Penyesuaian tersebut seiring dengan peningkatan harga CPO dalam beberapa bulan terakhir.
Tim peneliti di Hong Leong Investment Bank Bhd juga mengatakan bahwa rata-rata harga CPO tahun ini berhasil naik ke kisaran 2.446 per ton, salah satunya dipicu oleh komitmen Indonesia terhadap mandat biodisel.
Namun, terlepas dari optimisme baru-baru ini, pihaknya mempertahankan proyeksi rata-rata harga CPO di level 2.350 hingga 2.400 ringgit per ton pada 2020-2021.

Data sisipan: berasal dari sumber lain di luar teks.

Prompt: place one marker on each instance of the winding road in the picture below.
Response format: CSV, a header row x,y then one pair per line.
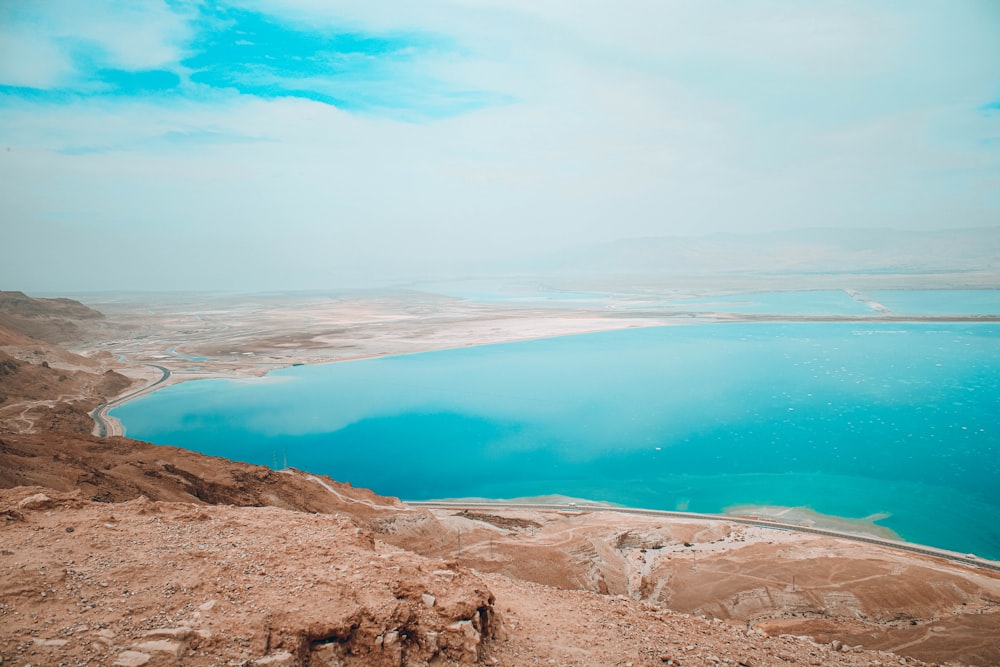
x,y
104,425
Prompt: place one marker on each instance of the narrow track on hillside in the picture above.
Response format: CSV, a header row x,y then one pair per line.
x,y
104,426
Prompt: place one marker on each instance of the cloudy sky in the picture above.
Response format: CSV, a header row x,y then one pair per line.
x,y
284,144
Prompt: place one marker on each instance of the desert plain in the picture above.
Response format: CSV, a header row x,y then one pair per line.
x,y
177,558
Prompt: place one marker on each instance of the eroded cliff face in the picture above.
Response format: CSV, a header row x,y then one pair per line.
x,y
146,582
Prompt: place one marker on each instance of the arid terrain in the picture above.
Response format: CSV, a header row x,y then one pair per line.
x,y
118,552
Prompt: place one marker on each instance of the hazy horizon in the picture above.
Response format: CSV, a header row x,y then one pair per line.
x,y
254,145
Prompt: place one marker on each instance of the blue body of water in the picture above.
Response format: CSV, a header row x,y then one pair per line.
x,y
847,419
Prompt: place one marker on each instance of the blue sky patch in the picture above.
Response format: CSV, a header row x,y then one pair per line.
x,y
255,54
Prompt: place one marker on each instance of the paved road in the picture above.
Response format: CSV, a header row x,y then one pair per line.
x,y
100,413
905,546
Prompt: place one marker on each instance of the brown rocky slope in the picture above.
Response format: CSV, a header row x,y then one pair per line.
x,y
118,552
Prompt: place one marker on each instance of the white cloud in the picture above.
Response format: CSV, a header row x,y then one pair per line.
x,y
651,118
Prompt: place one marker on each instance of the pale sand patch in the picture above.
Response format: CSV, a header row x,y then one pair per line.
x,y
804,516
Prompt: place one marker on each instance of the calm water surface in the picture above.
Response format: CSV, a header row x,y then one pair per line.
x,y
847,419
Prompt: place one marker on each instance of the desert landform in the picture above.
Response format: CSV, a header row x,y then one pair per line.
x,y
120,552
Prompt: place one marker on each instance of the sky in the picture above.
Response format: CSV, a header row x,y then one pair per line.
x,y
306,144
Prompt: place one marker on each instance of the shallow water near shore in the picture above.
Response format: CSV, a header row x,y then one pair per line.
x,y
847,419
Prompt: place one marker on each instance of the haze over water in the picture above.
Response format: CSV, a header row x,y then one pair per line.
x,y
848,419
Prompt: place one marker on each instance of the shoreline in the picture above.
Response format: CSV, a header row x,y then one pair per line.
x,y
105,425
577,508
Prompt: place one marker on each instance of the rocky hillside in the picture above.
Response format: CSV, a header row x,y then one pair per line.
x,y
50,320
119,552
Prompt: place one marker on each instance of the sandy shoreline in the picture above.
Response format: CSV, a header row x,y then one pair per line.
x,y
237,345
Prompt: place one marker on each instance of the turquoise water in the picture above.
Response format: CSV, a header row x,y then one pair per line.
x,y
847,419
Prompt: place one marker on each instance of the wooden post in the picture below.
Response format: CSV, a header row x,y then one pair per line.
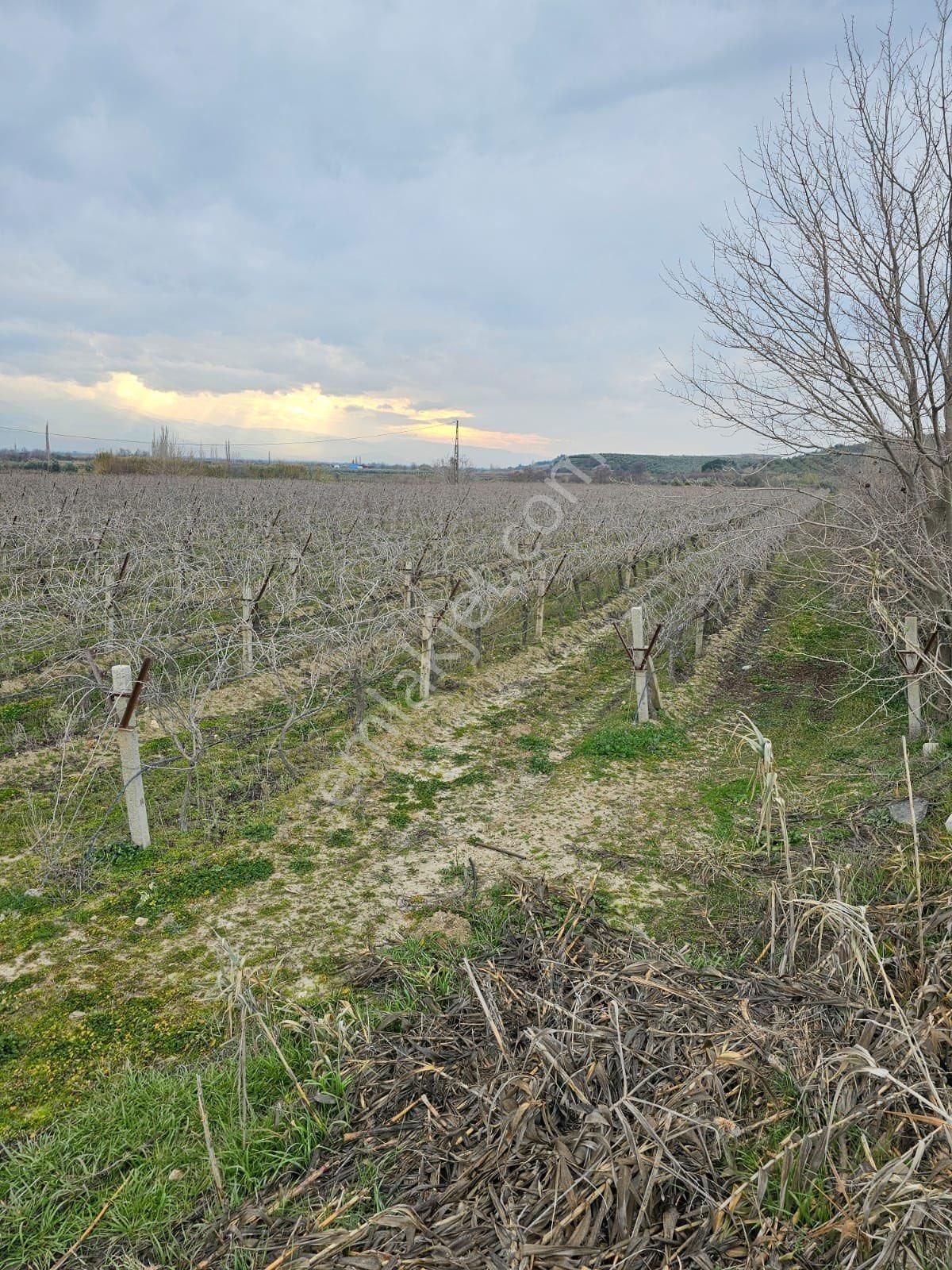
x,y
127,738
638,647
247,632
109,610
409,584
911,658
425,653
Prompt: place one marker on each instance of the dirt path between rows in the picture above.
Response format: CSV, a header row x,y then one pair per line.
x,y
374,861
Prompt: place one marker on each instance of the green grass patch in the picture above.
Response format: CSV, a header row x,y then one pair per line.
x,y
143,1130
625,742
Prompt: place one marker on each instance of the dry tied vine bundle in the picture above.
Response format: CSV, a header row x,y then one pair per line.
x,y
585,1099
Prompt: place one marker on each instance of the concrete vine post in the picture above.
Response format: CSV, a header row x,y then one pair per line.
x,y
409,584
539,607
638,649
700,634
109,610
912,657
130,759
425,652
247,630
178,567
295,565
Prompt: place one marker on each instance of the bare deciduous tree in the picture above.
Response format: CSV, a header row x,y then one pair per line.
x,y
829,296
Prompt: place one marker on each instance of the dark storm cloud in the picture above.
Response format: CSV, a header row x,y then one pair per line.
x,y
463,205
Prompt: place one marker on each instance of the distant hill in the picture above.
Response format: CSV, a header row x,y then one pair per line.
x,y
812,468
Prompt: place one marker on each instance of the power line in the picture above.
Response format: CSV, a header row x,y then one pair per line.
x,y
245,444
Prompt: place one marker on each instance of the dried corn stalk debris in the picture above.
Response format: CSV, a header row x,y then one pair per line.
x,y
583,1099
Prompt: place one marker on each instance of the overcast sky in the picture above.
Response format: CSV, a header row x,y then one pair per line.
x,y
286,220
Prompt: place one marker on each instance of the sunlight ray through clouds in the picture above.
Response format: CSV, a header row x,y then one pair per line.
x,y
304,410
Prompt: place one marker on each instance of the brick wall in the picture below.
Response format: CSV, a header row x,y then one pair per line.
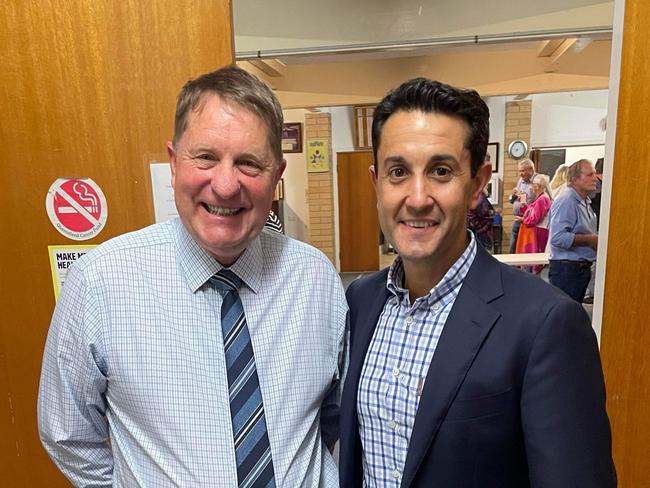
x,y
319,191
517,126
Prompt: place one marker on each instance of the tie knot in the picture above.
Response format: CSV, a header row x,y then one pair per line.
x,y
227,280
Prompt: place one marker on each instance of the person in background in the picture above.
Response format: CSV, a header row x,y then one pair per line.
x,y
574,236
479,218
452,383
524,187
202,351
533,233
595,205
558,182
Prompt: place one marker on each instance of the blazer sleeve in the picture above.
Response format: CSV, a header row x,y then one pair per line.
x,y
536,211
566,429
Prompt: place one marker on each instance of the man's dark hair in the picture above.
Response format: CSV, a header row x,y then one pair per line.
x,y
428,96
237,86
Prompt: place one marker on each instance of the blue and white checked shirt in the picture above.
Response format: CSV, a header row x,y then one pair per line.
x,y
570,215
396,365
135,355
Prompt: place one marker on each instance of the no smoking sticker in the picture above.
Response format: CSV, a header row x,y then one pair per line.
x,y
77,208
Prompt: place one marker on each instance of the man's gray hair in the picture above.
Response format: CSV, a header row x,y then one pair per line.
x,y
527,163
237,86
575,170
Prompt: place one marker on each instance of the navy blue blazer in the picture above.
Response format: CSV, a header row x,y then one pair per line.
x,y
514,396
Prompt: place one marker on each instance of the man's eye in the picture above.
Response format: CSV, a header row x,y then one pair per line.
x,y
442,172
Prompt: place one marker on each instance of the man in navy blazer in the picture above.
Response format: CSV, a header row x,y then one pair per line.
x,y
463,372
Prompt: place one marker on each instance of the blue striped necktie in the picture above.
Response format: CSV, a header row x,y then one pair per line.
x,y
252,449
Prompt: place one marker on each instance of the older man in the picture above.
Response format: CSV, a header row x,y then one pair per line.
x,y
452,383
189,353
573,232
524,187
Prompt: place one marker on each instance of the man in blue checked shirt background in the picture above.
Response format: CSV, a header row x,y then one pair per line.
x,y
463,372
188,353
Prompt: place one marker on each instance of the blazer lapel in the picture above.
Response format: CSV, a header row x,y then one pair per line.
x,y
372,300
469,322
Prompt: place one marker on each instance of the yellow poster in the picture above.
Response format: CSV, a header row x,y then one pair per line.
x,y
318,155
61,258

“Ini karena beberapa alasan termasuk peningkatan kekhawatiran tentang penyebaran gelombang kedua Covid-19 dan pemulihan permintaan dari China mungkin tidak sekuat sebelum Covid-19,” tulis Hong Leong Investment Bank Bhd dalam risetnya, seperti dikutip dari Bloomberg.
Lonjakan kasus positif Covid-19 dalam beberapa pekan terakhir meningkatkan ancaman terhadap permintaan minyak nabati, termasuk minyak sawit, terutama dari negara-negara ekonomi utama.
Hong Leong Investment Bank juga menjelaskan kesenjangan harga yang lebih sempit antara CPO dan minyak kedelai juga menjadi sentimen harga dapat bertahan di kisarannya saat ini dan tidak menguat lebih tinggi.